The VIROwsi from Vitronic, a 3D robotic inspection unit dedicated to the inspection of weld seams in the automotive industry. Image courtesy of Vitronic.

Allied Vision Technologies’ Mattfeldt explains that, thanks to digital imaging, it has become easier to make vision systems communicate with automated systems. ‘Typically, vision systems used to be implemented to check the quality of finished goods or parts on the production line and sort out defects. Now, the measured data can be quickly and directly fed into automated systems upstream for correction. The next step is to implement vision systems in direct combination with the robotic system, as demonstrated by the EDAG Best-Fit system. In this way, vision is no longer used for post-production inspection, but rather to optimise assembly quality in the first place.’

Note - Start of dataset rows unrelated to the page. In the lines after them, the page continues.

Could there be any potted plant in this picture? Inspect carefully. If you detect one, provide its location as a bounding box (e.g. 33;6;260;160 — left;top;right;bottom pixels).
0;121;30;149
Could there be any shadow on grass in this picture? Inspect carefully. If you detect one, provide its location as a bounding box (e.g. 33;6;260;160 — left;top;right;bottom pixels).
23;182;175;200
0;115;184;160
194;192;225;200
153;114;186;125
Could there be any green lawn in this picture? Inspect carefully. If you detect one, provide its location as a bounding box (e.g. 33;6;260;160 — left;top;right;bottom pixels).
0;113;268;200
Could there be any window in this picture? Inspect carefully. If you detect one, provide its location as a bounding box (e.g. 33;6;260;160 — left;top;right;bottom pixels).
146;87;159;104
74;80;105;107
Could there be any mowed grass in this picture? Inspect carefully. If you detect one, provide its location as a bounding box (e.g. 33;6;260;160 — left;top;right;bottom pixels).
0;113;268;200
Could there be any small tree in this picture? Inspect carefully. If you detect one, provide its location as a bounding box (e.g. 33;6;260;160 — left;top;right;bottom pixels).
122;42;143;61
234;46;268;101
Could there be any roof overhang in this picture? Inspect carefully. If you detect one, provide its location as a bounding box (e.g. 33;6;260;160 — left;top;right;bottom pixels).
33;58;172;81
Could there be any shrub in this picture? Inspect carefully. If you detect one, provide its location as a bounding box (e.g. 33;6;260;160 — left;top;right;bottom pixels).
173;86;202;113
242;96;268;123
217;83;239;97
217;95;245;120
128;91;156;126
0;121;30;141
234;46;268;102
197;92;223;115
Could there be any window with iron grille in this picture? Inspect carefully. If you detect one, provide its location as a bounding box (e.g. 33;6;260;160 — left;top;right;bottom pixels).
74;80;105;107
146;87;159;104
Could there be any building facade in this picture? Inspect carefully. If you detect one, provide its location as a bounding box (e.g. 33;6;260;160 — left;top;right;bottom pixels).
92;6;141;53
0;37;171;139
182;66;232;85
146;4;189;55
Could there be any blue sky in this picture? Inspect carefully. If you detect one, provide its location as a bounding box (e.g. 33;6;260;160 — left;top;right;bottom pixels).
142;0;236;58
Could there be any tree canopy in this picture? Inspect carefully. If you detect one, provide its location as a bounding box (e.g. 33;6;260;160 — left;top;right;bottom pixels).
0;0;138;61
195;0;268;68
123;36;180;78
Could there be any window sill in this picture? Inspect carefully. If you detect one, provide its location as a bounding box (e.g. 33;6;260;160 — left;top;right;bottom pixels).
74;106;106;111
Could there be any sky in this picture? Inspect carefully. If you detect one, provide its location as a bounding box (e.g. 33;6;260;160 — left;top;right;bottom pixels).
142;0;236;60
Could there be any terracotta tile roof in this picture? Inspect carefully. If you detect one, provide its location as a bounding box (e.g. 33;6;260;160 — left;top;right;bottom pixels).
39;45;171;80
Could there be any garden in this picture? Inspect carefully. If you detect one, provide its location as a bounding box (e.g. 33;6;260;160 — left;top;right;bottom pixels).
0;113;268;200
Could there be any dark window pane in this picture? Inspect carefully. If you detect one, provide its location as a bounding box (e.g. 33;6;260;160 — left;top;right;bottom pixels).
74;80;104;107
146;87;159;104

Mark Williamson, sales and marketing director at Firstsight Vision, a UK-based provider of vision technology and part of the Stemmer Imaging Group, says: ‘The amount of individual parts involved in connecting a camera to a robot is gradually reducing. The traditional method for connecting a vision system to a robot involved four components: a dumb camera would feed into a vision processor box which would link in with a robot controller box that would guide the robot. This was reduced to three components with the advent of smart cameras, which combined camera and vision processor.

‘The people responsible for programming robots didn’t understand vision and vice versa, so there was often a programming barrier involved in integrating the two systems,’ he adds.

Stemmer Imaging, Firstsight Vision’s parent company, has developed a product based on its Common Vision Blox software, which is installed directly on the robot controller and is controlled via the robot’s programming language. Using the module, dubbed V4R (Vision for Robots), an industrial camera can be fully integrated into a robotic system using only one set of programming languages. ‘The camera is connected directly to the robot controller via a Gigabit Ethernet interface and the software runs the vision system on the robot. V4R, therefore, cuts out processor intermediaries by allowing the vision unit and robot to talk directly to each other,’ says Williamson.

‘Robots are traditionally programmed to move between set positions,’ he explains. ‘Typically robots can be used to make inspections at certain coordinates and move between these coordinates in a fixed pattern. This is a very simple way of using robotics and machine vision. When vision starts to control a robot intelligently, as opposed to just positioning the inspection view, then this becomes a much more useful tool. For instance, sorting applications, where multiple items pass down a conveyor belt in random positions and are automatically sorted by the robotic system, make good use of this technology.’